Et pourtant, de discrètes mais récurrentes amarres viennent peu à peu freiner cette grande dérive. Il y a d’abord la première personne du pluriel, ce « nous » certes non précisé en un premier temps. Et puis le mot « petite », dont on comprend assez vite qu’il s’agit d’une apostrophe affectueuse. Les choses s’éclairent davantage à la p. 31 : « nous ne sommes que deux ». La cosmographie chahutée se poursuit, mais son statut a pris une nouvelle tournure : il s’agit du monologue qu’un « je » mal identifié adresse à la femme avec laquelle, découvre-t-on, il a vécu une aventure – car la dernière page suggère que l’histoire a pris fin. Rétrospectivement, la grande sarabande météorique et tellurique avoue donc sa nature purement métaphorique, illustrant non l’épisode de la séparation, mais celui du grand désordre amoureux. Conformément au titre du livre, les chutes de neige jouent dans cette imagerie un rôle prépondérant : elles fascinent et font peur à la fois, tourbillonnent, transforment complètement le paysage, désorganisent le quotidien, aveuglent, désorientent, gomment frontières et limites, atténuent les bruits du dehors, créent une vaste fantasmagorie. « Nous sommes cette neige en désordre », dit le poète (p. 54).

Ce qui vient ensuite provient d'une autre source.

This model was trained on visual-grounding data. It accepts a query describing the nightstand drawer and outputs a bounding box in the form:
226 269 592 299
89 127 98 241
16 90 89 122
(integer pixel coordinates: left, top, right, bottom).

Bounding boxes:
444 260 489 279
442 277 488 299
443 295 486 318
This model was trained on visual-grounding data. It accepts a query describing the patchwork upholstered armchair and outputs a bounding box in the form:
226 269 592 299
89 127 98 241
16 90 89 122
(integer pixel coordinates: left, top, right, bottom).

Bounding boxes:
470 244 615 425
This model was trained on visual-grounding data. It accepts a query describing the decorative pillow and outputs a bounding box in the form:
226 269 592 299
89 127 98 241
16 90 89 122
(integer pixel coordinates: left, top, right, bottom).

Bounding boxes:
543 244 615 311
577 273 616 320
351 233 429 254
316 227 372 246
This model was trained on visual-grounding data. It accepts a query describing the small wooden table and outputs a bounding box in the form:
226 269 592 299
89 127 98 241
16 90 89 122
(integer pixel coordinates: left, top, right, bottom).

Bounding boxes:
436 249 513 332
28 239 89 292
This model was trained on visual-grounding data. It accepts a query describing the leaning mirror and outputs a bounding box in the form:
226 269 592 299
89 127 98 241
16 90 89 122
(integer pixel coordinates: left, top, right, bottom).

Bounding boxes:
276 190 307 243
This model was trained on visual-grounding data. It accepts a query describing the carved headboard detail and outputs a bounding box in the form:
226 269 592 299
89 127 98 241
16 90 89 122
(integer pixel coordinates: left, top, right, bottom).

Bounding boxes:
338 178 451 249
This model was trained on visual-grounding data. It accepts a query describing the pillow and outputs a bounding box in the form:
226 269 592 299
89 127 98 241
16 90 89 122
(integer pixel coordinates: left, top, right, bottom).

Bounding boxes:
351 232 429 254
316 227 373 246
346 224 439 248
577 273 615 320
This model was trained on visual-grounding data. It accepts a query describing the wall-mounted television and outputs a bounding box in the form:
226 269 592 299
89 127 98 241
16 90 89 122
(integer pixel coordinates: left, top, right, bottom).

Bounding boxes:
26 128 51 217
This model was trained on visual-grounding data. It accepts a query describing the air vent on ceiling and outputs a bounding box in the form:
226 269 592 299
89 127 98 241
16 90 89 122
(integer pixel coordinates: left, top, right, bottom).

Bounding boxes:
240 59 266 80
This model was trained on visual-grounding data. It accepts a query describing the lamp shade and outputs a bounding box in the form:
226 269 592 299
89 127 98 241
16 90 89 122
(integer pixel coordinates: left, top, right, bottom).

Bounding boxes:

Si tant est qu’on puisse le résumer, le livre de P.Y. Soucy tente donc de décrire l’aperception du monde radicalement transformée sous le coup de l’expérience amoureuse. Celle-ci pourtant n’est pas idyllique, si l’on en juge par des formules comme « nos pas s’écartent / n’accordent plus leur vérité » (p. 28), « toi ivre de ta bête innocence » (p. 47), « qu’as-tu compris de nos défaites à venir » (p. 62), « au commencement du feu de tes pièges » (p. 69). S’ils paraissent ténus, ces indices suggèrent néanmoins que l’expérience n’est pas pleinement partagée : c’est dans la subjectivité du poète que le monde se transfigure, pas – ou pas autant – dans celle de l’aimée, malgré la fréquence du « nous » qui crée l’illusion de l’accord. En ce sens, le monologue soumis à notre attention serait fondamentalement une parole de solitude, et sa verve imaginative une sorte de masque un peu désespéré. Peut-être ceci n’est-il pas étranger au léger sentiment d’ennui que l’on ressent à la lecture, comme sous le coup d’une insistance importune ou d’un discours exagérément répétitif. Pire : les nombreuses fautes d’orthographe donnent l’impression d’un livre trop vite bouclé, et qui nonobstant ses grandes qualités aurait gagné à murir davantage.